Cette limitation de l'effet normatif de la convention collective sur les seuls contrats de travail des salariés syndiqués constitue l'un des facteurs de complexité indiscutable pour que ces accords collectifs en général, sur l'emploi en particulier s'imposent sur tous les contrats de travail.

II. - De certaines difficultés juridiques pour les accords collectifs en général, - sur l'emploi en particulier -, de s'imposer au sein d'un droit des relations collectives lui-même en pleine évolution


En élargissant le spectre des investigations, on s'aperçoit donc que certaines des caractéristiques du droit allemand peuvent être à l'origine de difficultés pour ces accords sur l'emploi à s'imposer (A).
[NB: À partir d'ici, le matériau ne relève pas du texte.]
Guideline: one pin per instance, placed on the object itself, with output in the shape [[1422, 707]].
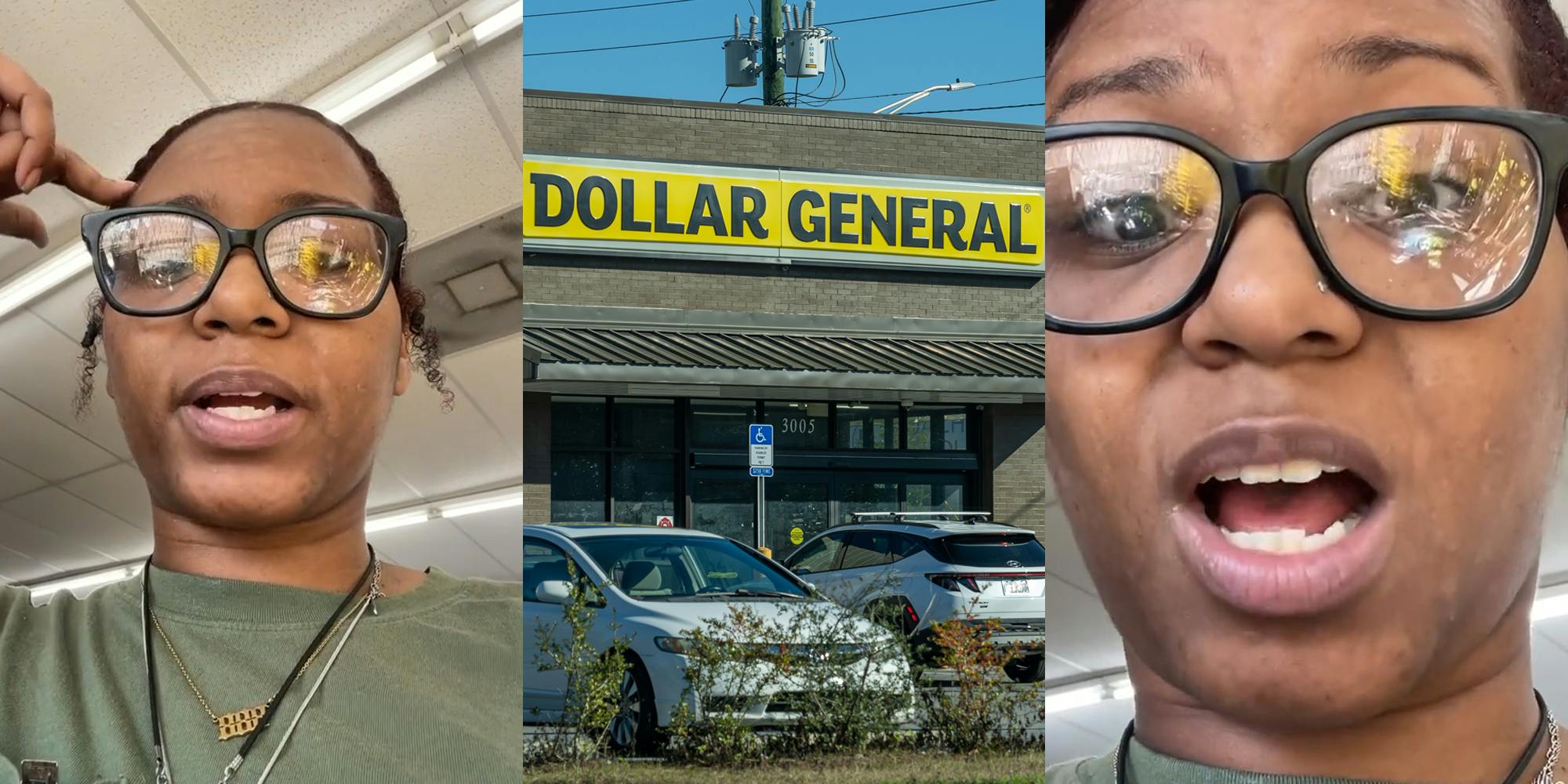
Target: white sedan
[[659, 586]]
Sans compter qu'au-delà même des accords sur l'emploi, le droit allemand des relations collectives du travail est confronté depuis quelques années à des évolutions qui rendent d'autant plus vaines les tentatives d'inspiration (B).

A. - De certaines difficultés juridiques pour les accords collectifs en général, sur l'emploi en particulier, de s'imposer
La convention collective conclue par un syndicat déploie un effet normatif sur les contrats de travail des seuls salariés syndiqués, sauf exceptions (1). Certes, l'employeur applique le plus souvent la convention collective à tous les salariés en introduisant dans les contrats de travail des clauses qui renvoient à la convention collective de branche, mais celles-ci ne renvoient pas nécessairement à l'accord (d'entreprise) sur l'emploi qui lui est postérieur (2). En outre, la partie patronale et le syndicat signataire peuvent être tentés d'introduire, singulièrement dans l'accord sur l'emploi, des clauses de différenciation entre salariés syndiqués et non syndiqués (3). Enfin, l'application de l'accord collectif sur l'emploi peut se heurter à l'application de clauses plus favorables du contrat de travail (4). Sans doute, en pratique, l'accord sur l'emploi va recueillir une forte acceptation dans l'entreprise qui rencontre des difficultés, surtout si le conseil d'établissement s'associe à sa conclusion, mais la jurisprudence a précisé récemment les conditions de validité de tels accords « tripartites » (5).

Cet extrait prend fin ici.